Politico reports that at a dinner with GOP senators Monday evening, Trump said the party would look like “dopes” if they couldn’t pass a repeal-only bill after doing so in 2015. “If the Republicans have the House, Senate, and the presidency and they can’t pass this healthcare bill, they are going to look weak,” Trump said, according to sources at the meeting. “How can we not do this after promising it for years?”

Despite this, most Capitol Hill watchers say the repeal-only vote is unlikely to pass, meaning that healthcare legislation will be shelved for now, as Republicans look to move on to tax reform, where they believe they are more likely to see success.


The decision to not immediately replace Obamacare could cause chaos in insurance markets – already international markets have reacted negatively to the news, with the dollar dropping to its lowest level since September 2016 on Tuesday.

McConnell’s call for a repeal-only vote came after two more GOP senators joined Sens. Susan Collins and Rand Paul in publicly declaring they would vote “no” if the replacement bill came before the Senate.

With a pair of perfectly coordinated tweets on Monday evening, Sens. Mike Lee and Jerry Moran announced their decision, citing insufficient tax and regulation rollbacks. The coordinated announcement meant that neither could be blamed entirely for the bill failing.

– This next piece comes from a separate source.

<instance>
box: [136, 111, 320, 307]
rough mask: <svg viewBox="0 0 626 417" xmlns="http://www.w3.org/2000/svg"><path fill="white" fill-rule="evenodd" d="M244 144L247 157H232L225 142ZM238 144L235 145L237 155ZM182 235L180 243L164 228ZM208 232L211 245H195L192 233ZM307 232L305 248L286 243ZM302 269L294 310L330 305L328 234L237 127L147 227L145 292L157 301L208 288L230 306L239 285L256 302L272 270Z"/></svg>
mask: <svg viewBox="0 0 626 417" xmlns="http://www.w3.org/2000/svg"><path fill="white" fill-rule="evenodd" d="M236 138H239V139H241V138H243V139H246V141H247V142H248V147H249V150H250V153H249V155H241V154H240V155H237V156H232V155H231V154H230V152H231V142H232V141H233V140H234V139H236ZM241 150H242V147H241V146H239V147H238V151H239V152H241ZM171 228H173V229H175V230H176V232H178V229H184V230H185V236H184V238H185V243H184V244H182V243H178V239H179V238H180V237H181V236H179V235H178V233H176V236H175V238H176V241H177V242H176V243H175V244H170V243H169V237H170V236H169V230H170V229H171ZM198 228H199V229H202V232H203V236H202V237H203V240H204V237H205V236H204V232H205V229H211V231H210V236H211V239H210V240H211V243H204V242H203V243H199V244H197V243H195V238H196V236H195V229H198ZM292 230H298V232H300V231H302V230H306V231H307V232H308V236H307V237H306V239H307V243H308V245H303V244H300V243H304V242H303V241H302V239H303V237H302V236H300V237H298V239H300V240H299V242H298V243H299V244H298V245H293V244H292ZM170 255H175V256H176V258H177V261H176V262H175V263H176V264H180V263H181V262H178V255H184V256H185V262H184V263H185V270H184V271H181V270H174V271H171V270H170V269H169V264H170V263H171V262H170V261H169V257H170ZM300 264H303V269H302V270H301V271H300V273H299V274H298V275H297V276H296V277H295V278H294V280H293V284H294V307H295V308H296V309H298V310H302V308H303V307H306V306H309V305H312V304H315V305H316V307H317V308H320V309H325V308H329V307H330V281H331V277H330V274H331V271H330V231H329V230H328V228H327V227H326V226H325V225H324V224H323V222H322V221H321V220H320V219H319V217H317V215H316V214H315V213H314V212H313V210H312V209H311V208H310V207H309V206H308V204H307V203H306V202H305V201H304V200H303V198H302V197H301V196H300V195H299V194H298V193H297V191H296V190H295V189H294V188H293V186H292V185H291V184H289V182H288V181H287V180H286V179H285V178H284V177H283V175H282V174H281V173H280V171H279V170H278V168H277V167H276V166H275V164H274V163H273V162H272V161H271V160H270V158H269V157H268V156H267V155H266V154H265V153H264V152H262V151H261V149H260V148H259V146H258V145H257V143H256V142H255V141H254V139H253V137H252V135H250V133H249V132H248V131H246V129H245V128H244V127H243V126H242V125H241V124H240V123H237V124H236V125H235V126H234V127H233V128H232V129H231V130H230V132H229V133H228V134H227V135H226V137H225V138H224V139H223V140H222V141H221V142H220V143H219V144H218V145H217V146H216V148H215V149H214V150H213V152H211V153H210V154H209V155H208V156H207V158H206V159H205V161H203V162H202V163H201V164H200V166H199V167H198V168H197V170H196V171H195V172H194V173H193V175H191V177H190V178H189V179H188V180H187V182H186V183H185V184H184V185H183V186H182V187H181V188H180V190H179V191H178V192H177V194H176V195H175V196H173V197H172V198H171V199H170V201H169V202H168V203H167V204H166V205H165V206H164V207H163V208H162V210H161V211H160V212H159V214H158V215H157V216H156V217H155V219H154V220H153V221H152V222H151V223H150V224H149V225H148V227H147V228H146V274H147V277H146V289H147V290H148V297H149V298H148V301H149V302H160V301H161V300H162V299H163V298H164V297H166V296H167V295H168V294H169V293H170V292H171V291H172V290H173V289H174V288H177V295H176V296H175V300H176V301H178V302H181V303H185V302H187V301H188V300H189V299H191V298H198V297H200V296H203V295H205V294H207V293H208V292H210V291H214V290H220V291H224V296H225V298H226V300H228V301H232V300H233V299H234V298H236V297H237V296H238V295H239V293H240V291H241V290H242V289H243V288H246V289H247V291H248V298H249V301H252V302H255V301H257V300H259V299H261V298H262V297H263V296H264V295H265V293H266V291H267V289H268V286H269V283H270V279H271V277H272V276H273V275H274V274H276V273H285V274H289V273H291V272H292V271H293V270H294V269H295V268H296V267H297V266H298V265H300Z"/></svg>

A Republican campaign promise for many years, replacing Obamacare was a central tenet of Donald Trump’s presidential campaign — and the crushing defeat of the bill before it even came to a vote will be an embarrassment to the administration, which has failed to get much of its proposed legislation past Congress.

Trump repeatedly said he was in support of having a replacement bill ready to go at the same time as repealing Obamacare, but given the circumstances, he chose to back McConnell’s call for a repeal-only vote. The decision was further backed up by vp Mike Pence, who tweeted: “Inaction is not an option.”

Rand Paul immediately tweeted that “clean repeal” was what was needed, suggesting he would vote in favor of McConnell’s latest proposal. Collins, Lee, and Moran are yet to comment on the proposal.